• Plattenpalast

    Plattenpalast

    Kunstprojekt aus 13 Platten

Minimales Wohnen im Palast - wer das ausprobieren möchte, wendet sich an Architekt Carsten Wiewiorra. In einem Hinterhof in Berlin-Mitte nahe dem Mauerstreifen steht sein Kleinod: der vielleicht kleinste Plattenbau der Welt mit roher Betonfassade und großen, goldgelb leuchtenden Fensterscheiben, errichtet aus 13 Platten.

Prototyp für Plattenrecycling

Als Prototyp für Einfamilienhäuser aus wiederverwerteten Bauteilen ließ Carsten Wiewiorra das Minihaus an seinem jetzigen Standort aufstellen. Die Außenwandelemente des „Plattenpalasts“ stammen von einem Marzahner Elfgeschosser der Serie WBS 70, errichtet 1987.

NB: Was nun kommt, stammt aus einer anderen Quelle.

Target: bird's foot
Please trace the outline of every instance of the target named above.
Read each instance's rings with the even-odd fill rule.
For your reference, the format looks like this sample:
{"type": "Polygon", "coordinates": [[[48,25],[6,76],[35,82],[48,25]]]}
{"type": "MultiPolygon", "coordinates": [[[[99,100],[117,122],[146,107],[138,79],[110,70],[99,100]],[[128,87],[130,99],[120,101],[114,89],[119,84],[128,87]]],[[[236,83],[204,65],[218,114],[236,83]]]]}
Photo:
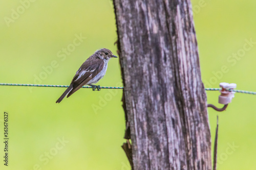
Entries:
{"type": "Polygon", "coordinates": [[[96,86],[92,84],[88,84],[89,86],[91,86],[93,87],[93,91],[95,91],[97,89],[97,91],[100,91],[101,88],[99,85],[96,86]]]}

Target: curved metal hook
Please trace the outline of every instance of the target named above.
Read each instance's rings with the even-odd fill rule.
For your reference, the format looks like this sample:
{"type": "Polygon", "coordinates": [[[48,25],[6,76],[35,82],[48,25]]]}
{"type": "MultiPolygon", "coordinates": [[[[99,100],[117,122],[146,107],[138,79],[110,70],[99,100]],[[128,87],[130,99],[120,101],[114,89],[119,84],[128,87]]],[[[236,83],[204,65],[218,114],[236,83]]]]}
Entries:
{"type": "Polygon", "coordinates": [[[227,108],[227,105],[228,104],[224,105],[224,106],[223,106],[223,107],[222,108],[218,108],[218,107],[217,107],[216,106],[214,106],[214,105],[208,104],[207,105],[207,107],[211,107],[214,110],[215,110],[216,111],[218,111],[218,112],[222,112],[222,111],[224,111],[225,110],[226,110],[226,109],[227,108]]]}

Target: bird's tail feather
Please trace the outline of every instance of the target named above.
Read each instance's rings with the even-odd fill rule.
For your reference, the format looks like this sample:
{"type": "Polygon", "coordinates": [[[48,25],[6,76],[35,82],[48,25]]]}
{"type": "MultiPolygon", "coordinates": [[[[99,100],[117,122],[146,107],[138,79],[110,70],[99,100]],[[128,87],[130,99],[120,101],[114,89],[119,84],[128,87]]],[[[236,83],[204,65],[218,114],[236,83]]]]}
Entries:
{"type": "Polygon", "coordinates": [[[64,99],[64,98],[68,94],[70,91],[71,91],[73,89],[73,85],[71,84],[70,86],[69,86],[69,87],[64,91],[63,94],[59,97],[59,99],[56,101],[56,103],[59,103],[61,101],[64,99]]]}

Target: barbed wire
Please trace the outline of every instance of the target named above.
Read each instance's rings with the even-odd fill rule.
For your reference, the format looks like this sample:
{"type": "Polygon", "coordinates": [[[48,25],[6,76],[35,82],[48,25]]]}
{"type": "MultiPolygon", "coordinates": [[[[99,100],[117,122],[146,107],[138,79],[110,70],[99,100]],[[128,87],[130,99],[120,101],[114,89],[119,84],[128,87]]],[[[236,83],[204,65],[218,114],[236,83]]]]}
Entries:
{"type": "MultiPolygon", "coordinates": [[[[1,83],[0,86],[33,86],[33,87],[69,87],[67,85],[45,85],[45,84],[16,84],[16,83],[1,83]]],[[[91,86],[82,86],[82,88],[93,88],[91,86]]],[[[123,87],[100,87],[102,89],[122,89],[123,87]]],[[[208,91],[219,91],[221,90],[221,88],[205,88],[205,90],[208,91]]],[[[256,92],[245,90],[240,90],[236,89],[228,89],[230,91],[234,91],[238,93],[256,94],[256,92]]]]}

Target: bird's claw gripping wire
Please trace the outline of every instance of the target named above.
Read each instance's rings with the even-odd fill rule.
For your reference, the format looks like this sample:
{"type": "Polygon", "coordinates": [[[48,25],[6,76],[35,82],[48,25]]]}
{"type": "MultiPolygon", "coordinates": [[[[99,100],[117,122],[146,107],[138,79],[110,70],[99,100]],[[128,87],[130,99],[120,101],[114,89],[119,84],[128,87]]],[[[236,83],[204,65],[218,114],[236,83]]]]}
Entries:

Unter der Regie von Bauingenieur Claus Asam wurde das Projekt zuerst in einer Halle der Technischen Universität Berlin aufgebaut. Im Vorfeld hatte der Bauingenieur monatelang Tests durchgeführt, um die Qualität der Platten sicherzustellen. Seine These: Plattenbauteile aus Beton sind auch nach dem Rückbau noch überdurchschnittlich gut und viel zu schade zum Wegwerfen.

Carsten Wiewiorra gab dem Recycling-Projekt seine neue Heimat. Nach dem Transfer in den Hinterhof wartete der Rohbau zwei Jahre lang auf seine zukünftige Bestimmung. Das Budget des jungen Architekten war erst einmal aufgebraucht.

Kunst im Palast

Die goldgelb spiegelnden Fenster vom Palast der Republik kamen wie gerufen, als dieser 2008 im Berliner Zentrum abgerissen wurde. Damit erhielt der „Plattenpalast“ seinen Namen und konnte 2009 als Kunstgalerie mit wechselnden Ausstellungen eröffnet werden.

Wohnen auf 30 Quadratmetern

Im Sommer 2015 kam eine weitere Nutzung hinzu: Das Wohnen im Minimalhaus.

Dieses Projekt entstand aus einem Studentenwettbewerb, den der Armaturen-Hersteller Grohe gemeinsam mit der Detmolder Schule für Architektur und Innenarchitektur auslobte.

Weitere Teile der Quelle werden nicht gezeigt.